Lorenzo Cereda ha lavorato nel laboratorio dello zio per 20 anni da quando ne aveva appena 14. Durante questo lungo viaggio è diventato interior designer ed ha iniziato a collaborare con importanti marchi di moda (Luis Vuitton, Saint Laurent, Chanel) senza dimenticare il suo primo amore : i metalli. Ama saldare e creare con le proprie mani ogni singolo prodotto lavorando sui dettagli e cercando di trovare il giusto equilibrio tra tinte, patterns e materiali.
Crescere praticamente giocando gli ha permesso di realizzare tutte le sue idee fino ad arrivare ad una concezione della progettazione più concettuale. I suoi spazi sono ”luoghi dove si è in grado di prendere fiato e ritrovarsi” nei quali ogni semplice forma è connessa con l’altra e unita dal colore.

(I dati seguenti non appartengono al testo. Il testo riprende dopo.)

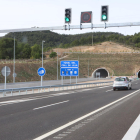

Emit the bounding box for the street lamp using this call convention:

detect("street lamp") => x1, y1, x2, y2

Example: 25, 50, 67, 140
42, 40, 45, 68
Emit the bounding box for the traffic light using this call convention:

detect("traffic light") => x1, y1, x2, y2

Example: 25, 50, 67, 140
101, 6, 108, 21
65, 8, 71, 23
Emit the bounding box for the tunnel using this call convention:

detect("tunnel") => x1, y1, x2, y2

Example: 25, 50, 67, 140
92, 68, 109, 78
138, 70, 140, 78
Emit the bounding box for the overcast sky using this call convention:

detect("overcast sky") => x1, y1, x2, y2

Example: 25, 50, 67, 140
0, 0, 140, 36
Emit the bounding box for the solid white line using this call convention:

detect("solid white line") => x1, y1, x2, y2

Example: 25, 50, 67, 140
33, 89, 140, 140
33, 100, 69, 110
106, 89, 112, 92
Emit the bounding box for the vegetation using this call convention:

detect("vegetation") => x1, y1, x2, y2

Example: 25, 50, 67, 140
49, 52, 57, 58
0, 53, 140, 83
0, 31, 140, 59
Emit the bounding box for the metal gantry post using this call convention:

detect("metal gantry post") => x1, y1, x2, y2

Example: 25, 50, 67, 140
57, 49, 58, 80
41, 40, 45, 86
88, 60, 89, 78
13, 34, 15, 83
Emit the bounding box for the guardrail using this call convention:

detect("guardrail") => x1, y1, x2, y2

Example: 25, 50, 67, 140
0, 81, 113, 97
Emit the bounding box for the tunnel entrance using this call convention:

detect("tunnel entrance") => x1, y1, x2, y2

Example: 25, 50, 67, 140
92, 68, 109, 78
138, 71, 140, 78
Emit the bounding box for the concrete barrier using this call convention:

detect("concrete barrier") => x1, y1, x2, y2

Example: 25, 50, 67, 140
122, 115, 140, 140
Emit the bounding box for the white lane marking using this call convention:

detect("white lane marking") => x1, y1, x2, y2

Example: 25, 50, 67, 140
33, 89, 140, 140
0, 86, 110, 106
33, 100, 69, 110
106, 89, 112, 92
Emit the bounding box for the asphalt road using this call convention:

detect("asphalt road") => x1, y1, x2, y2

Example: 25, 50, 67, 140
0, 77, 112, 89
0, 81, 140, 140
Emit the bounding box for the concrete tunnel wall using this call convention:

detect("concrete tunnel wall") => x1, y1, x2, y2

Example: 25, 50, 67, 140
92, 68, 109, 78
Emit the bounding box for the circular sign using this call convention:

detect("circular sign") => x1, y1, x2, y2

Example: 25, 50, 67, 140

Alle sue precedenti collezioni limited edition quest’anno aggiunge una serie di sgabelli dalle forme geometriche.
Parlaci un po’ di te, cos’hai imparato lavorando i metalli e cosa ti ha spinto ad estendere il tuo lavoro all’interior design?
Mi chiamo Lorenzo Cereda e sono un designer autoproduttore. Ho messo per la prima volta piede nell’officina di mio zio 20 anni fa iniziando a produrre piccoli pezzi per la mia casa e l’ambiente che mi circondava. Ho sempre amato i metalli: dal ferro all’acciaio, ottone e rame. Ho sviluppato una forte attenzione alle dinamiche e agli stili di vita, a come si interagisce con lo spazio e come lo spazio influenza i nostri sentimenti.
Perchè hai scelto di trasferirti e lavorare a Londra?
Mi sono laureato al politecnico di Milano nel 2010 ed ho iniziato a lavorare come interior designer tra l’Italia e Londra. Londra la sento veramente come seconda casa perché ci ho passato tanti anni della mia vita. La trovo una città che se presa a piccoli bocconi non ha rivali perché quello che offre da un punto di vista artistico, culturale e professionale è unico nel suo genere.
Hai appena partecipato al London Design Festival, parlaci del tuo progetto.
Si ho appena partecipato al LDF esponendo una collezione di quattro coppie di sgabelli presso Mad Atelier all’interno dell’esposizione collettiva: Reconstructing Lord Cecil. I proprietari della galleria, che un tempo era un vibrante pub, hanno voluto portare alla ribalta i fasti del passato in chiave contemporanea. I miei nuovi sgabelli si vanno ad aggiungere alle due precedenti collezioni.
Da cosa ti senti ispirato?
Gli oggetti che creo hanno in comune il fatto di avere forme primitive, volumi semplici , colori pieni. Per la maggior parte li produco usando ferro naturale e colorato ed acciaio inox lucido. Saldo, molo, freso, lucido vernicio. Ho un approccio al progetto più simile a quello di un artista che a quello di un designer. Mi lascio ispirare dalla materia e dalle linee che mi circondano. Oltre a saper lavorare i metalli ho allestito un piccolo laboratorio di ceramica. Lo trovo un approccio differente alla materia molto più calmo e delicato.
Nella sezione ”inspiration” del tuo sito abbiamo notato molti nomi interessanti. Prendendo quelli più importanti, cosa in particolare questi ti hanno trasmesso?
Tra le mie maggiori ispirazioni ci sono: Joe Colombo per la sua avanguardia, Ettore Sottsass per la visione della vita, James Turrel per il fatto di riuscire a riportarci a casa.
Un dream project?
Il mio dream project è quello di disegnare e realizzare in ogni sua parte un’abitazione. In attesa dell’occasione sto costantemente lavorando allo spazio in cui vivo.
Consigliaci un libro:
”The suble art of not giving a f*ck” di Mark Manson.